Several emerging technologies hold promise for advancing SUR7 antibody applications in fungal research:

• Super-resolution microscopy techniques:

  • Stimulated emission depletion (STED) microscopy to resolve Sur7 distribution within eisosomes below the diffraction limit

  • Single-molecule localization microscopy (PALM/STORM) to map precise Sur7 organization at nanoscale resolution

  • Expansion microscopy to physically enlarge samples for improved visualization of Sur7 complexes

• Advanced protein interaction methods:

  • Split-protein complementation assays combined with SUR7 antibody validation to study dynamic protein interactions

  • Förster resonance energy transfer (FRET) between labeled SUR7 antibody fragments and potential interaction partners

  • Cross-linking mass spectrometry to capture transient interactions in the Sur7 interactome

• Genome editing technologies:

  • CRISPR-Cas9 knock-in of epitope tags for improved antibody detection of Sur7 variants

  • Base editing to introduce point mutations in SUR7 to analyze structure-function relationships

  • Prime editing for precise modifications of SUR7 regulatory elements

• Single-cell technologies:

  • Single-cell proteomics to analyze Sur7 levels and modifications across heterogeneous populations

  • Spatial transcriptomics to correlate Sur7 protein localization with local gene expression patterns

  • Microfluidic approaches for tracking Sur7 dynamics during cellular decision-making processes

These technologies will enable researchers to move beyond static analysis of Sur7 localization to understand the dynamic regulation of this protein and its impact on PI4,5P2 distribution, septin recruitment, and ultimately fungal virulence mechanisms.

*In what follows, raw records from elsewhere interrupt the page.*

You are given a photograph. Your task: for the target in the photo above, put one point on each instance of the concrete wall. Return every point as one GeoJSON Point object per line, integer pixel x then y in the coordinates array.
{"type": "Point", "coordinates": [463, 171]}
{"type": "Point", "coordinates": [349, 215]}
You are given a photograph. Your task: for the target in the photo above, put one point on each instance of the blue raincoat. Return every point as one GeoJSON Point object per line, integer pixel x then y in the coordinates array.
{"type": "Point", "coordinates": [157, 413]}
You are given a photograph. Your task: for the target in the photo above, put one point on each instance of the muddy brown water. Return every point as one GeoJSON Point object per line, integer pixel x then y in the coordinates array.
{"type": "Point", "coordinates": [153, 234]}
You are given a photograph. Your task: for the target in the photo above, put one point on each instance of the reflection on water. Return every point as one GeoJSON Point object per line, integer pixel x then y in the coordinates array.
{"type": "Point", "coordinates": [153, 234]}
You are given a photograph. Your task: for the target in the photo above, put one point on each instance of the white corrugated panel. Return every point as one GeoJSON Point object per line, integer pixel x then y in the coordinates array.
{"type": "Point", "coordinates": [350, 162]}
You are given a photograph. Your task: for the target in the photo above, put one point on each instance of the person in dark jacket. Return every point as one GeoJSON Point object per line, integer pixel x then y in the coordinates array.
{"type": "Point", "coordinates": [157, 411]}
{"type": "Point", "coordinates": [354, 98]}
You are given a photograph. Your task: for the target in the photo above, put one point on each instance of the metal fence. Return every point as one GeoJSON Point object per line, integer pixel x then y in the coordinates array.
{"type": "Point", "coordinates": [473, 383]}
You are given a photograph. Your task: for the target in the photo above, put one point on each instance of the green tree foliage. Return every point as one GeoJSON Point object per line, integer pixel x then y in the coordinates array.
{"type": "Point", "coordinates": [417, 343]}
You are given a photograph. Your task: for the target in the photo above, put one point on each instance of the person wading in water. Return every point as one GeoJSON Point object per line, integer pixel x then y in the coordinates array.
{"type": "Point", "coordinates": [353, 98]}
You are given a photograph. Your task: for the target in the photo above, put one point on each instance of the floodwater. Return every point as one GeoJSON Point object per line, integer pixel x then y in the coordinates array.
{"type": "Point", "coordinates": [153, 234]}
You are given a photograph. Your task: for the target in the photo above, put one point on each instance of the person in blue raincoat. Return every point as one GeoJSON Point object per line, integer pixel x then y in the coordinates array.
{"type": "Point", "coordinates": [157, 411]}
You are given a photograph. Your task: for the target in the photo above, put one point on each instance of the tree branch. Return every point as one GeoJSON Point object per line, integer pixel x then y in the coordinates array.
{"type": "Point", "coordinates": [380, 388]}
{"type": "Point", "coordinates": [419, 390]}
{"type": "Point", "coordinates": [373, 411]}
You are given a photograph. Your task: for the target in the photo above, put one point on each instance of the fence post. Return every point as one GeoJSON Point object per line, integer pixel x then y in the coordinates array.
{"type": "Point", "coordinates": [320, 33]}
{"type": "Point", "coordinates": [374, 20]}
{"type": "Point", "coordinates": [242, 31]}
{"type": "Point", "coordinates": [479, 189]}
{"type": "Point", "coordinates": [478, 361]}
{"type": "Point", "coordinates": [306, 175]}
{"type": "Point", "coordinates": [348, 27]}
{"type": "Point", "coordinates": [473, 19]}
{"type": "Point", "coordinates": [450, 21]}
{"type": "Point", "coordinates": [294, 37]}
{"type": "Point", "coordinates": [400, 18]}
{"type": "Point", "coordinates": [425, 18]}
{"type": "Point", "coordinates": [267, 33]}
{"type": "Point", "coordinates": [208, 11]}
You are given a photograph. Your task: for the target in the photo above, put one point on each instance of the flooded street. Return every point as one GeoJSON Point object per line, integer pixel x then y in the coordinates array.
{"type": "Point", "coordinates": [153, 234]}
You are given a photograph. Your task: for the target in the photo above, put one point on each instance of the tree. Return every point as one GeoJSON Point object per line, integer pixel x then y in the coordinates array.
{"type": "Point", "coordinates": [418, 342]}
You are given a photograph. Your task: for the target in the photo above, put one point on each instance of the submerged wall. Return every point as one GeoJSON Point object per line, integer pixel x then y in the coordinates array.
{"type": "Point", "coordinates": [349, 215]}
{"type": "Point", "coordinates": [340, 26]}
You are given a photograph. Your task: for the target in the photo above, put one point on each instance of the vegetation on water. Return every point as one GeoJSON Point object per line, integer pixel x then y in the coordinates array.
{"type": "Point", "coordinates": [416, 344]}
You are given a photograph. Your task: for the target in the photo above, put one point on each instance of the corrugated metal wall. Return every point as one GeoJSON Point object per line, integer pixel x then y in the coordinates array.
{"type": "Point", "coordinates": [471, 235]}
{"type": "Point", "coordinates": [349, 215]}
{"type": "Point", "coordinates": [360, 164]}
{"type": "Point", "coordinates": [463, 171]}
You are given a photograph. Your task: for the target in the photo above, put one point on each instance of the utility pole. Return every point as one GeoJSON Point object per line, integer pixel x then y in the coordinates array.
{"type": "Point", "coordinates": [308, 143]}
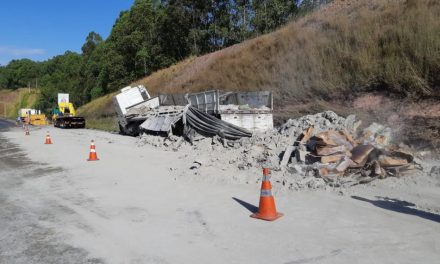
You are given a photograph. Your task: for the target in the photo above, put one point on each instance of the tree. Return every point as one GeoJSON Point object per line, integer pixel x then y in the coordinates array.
{"type": "Point", "coordinates": [92, 41]}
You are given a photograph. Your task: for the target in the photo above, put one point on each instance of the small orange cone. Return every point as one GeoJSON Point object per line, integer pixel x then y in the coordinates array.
{"type": "Point", "coordinates": [266, 210]}
{"type": "Point", "coordinates": [48, 139]}
{"type": "Point", "coordinates": [92, 156]}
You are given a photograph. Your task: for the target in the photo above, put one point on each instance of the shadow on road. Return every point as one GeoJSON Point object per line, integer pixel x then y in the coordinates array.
{"type": "Point", "coordinates": [400, 207]}
{"type": "Point", "coordinates": [252, 208]}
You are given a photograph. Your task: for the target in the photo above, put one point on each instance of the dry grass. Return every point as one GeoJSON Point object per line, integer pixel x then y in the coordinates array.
{"type": "Point", "coordinates": [346, 48]}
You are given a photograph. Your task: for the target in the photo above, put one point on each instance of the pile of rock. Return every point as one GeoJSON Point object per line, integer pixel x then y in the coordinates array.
{"type": "Point", "coordinates": [313, 151]}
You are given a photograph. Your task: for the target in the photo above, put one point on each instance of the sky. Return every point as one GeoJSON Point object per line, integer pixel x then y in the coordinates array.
{"type": "Point", "coordinates": [42, 29]}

How might SUR7 antibody research contribute to antifungal drug development?

SUR7 antibody research has significant potential to contribute to antifungal drug development through several pathways:

• Target validation approaches:

  • Use SUR7 antibody to confirm accessibility of Sur7 protein domains in intact cells

  • Apply antibody competition assays to screen for small molecules that bind similar epitopes

  • Develop proximity-based assays with SUR7 antibody to identify compounds that disrupt critical protein interactions

• Mechanistic studies for drug mode-of-action:

  • Employ SUR7 antibody to monitor protein redistribution following drug treatment

  • Investigate whether antifungal candidates affect Sur7-dependent processes like PI4,5P2 regulation

  • Use SUR7 antibody to assess whether drug resistance mechanisms involve Sur7 pathway alterations

• Biomarker development:

  • Develop SUR7 antibody-based assays to monitor drug efficacy in clinical samples

  • Assess whether Sur7 levels or localization correlate with antifungal susceptibility

  • Create diagnostic tests based on Sur7 detection for fungal identification

• Novel therapeutic strategies:

  • Explore immunotherapeutic approaches targeting Sur7 exposed domains

  • Develop antibody-drug conjugates targeting Sur7 for targeted delivery

  • Design screening platforms to identify compounds that normalize PI4,5P2 distribution in sur7Δ mutants

Sur7's critical roles in cell wall morphogenesis, stress resistance, and PI4,5P2 regulation make it an attractive target for antifungal development . Since Sur7 regulates fundamental processes required for C. albicans virulence, compounds that mimic Sur7 function or compensate for its absence might represent novel therapeutic strategies against this important human pathogen.